O Parlamento Europeu alerta para isso em um relatório do eurodeputado holandês Peter van Dalen (ChristenUnie). Seu relatório foi aprovado com 512 votos favoráveis, 21 contrários e 159 abstenções.
Os novos parques eólicos no mar não devem causar transtornos à pesca e os pescadores devem ser envolvidos na tomada de decisões já antes da construção. Além disso, os países da UE devem garantir que parques eólicos só sejam construídos a grande distância dos locais de pesca. Caso a pesca sofra prejuízos devido aos parques de energia offshore, deve haver indenização para os pescadores afetados.
Em 25 anos, deverá ser usado no mar um espaço 15 vezes maior do que atualmente para parques eólicos. Oitenta por cento de todas as embarcações de pesca na UE são de pequena escala, com barcos pequenos, próximos à costa. Eles navegam principalmente em águas costeiras onde muitos desses novos aerogeradores estão planejados para ser instalados.
A construção de novos parques eólicos offshore também pode causar impactos negativos na vida marinha. Para reduzir esses riscos, é necessário mais pesquisa sobre os efeitos negativos no fundo do mar, tanto durante a construção quanto devido ao funcionamento dos aerogeradores. Após algumas décadas, eles precisarão ser substituídos ou desativados. Em ambos os casos, devem ser realizados estudos sobre as possíveis consequências.
Como 85% dos parques eólicos offshore estarão localizados nos mares do norte da União Europeia, é necessária uma boa cooperação com o Reino Unido. Isso envolve, entre outros, turbinas no Mar do Norte e no Atlântico Norte. Por isso, o Parlamento Europeu quer que a Comissão Europeia estabeleça bons acordos com Londres.
“Os pescadores são os usuários mais antigos do mar e, portanto, deve haver verdadeira cooperação com eles na construção de parques eólicos offshore”, afirma o eurodeputado holandês Peter van Dalen (ChristenUnie). Ele defende os pescadores. “Eles tiram seu sustento do mar e, por isso, é plenamente lógico que esse setor tenha uma voz decisiva na forma de participação. Isso é mais do que apenas ‘dar opinião’.”
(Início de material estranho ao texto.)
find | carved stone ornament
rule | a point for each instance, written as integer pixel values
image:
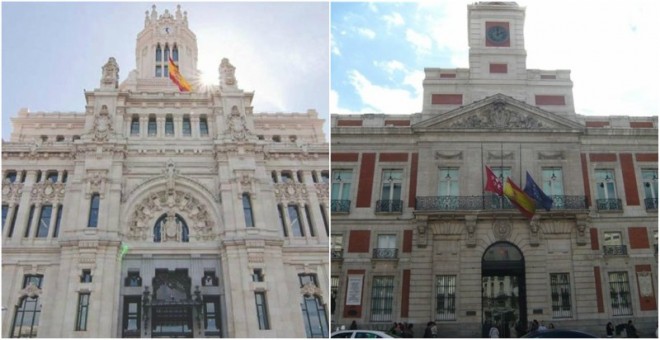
(102, 126)
(237, 126)
(502, 230)
(449, 156)
(322, 192)
(95, 182)
(11, 192)
(310, 289)
(291, 192)
(146, 212)
(30, 291)
(110, 76)
(47, 192)
(227, 73)
(497, 115)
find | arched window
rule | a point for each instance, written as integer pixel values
(168, 227)
(93, 219)
(247, 210)
(175, 53)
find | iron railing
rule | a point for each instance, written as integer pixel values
(651, 203)
(385, 253)
(615, 250)
(341, 206)
(612, 204)
(389, 206)
(452, 203)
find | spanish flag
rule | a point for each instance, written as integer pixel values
(177, 78)
(519, 198)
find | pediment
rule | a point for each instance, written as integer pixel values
(499, 112)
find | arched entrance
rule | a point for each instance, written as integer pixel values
(503, 295)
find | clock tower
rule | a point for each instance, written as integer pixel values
(497, 41)
(164, 36)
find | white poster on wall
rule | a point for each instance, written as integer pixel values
(354, 291)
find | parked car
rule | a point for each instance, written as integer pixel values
(360, 334)
(559, 333)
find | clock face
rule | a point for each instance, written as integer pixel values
(497, 34)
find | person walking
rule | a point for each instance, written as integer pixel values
(609, 330)
(631, 331)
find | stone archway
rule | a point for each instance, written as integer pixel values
(503, 293)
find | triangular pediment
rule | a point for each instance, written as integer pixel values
(499, 112)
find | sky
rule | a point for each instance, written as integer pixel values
(379, 52)
(52, 52)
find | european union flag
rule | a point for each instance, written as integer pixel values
(537, 194)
Os próprios pescadores também podem considerar o uso de novas fontes de energia, concordam os deputados. Parques eólicos flutuantes, hidrogênio renovável, assim como energia eólica e solar podem ser usados em alguns locais da pesca.
Além disso, deve ser pensado em como combinar os parques eólicos offshore com áreas naturais protegidas no mar. Atualmente, os mares europeus já contam com 110 parques eólicos com mais de cinco mil turbinas. Até 2050 deverá ser utilizado no mar um espaço 15 vezes maior para turbinas do que o atualmente existente.
No relatório, é enfatizado que os pescadores devem ter real poder de decisão, “mais do que uma simples participação”, afirmou Van Dalen em uma coletiva de imprensa em Estrasburgo.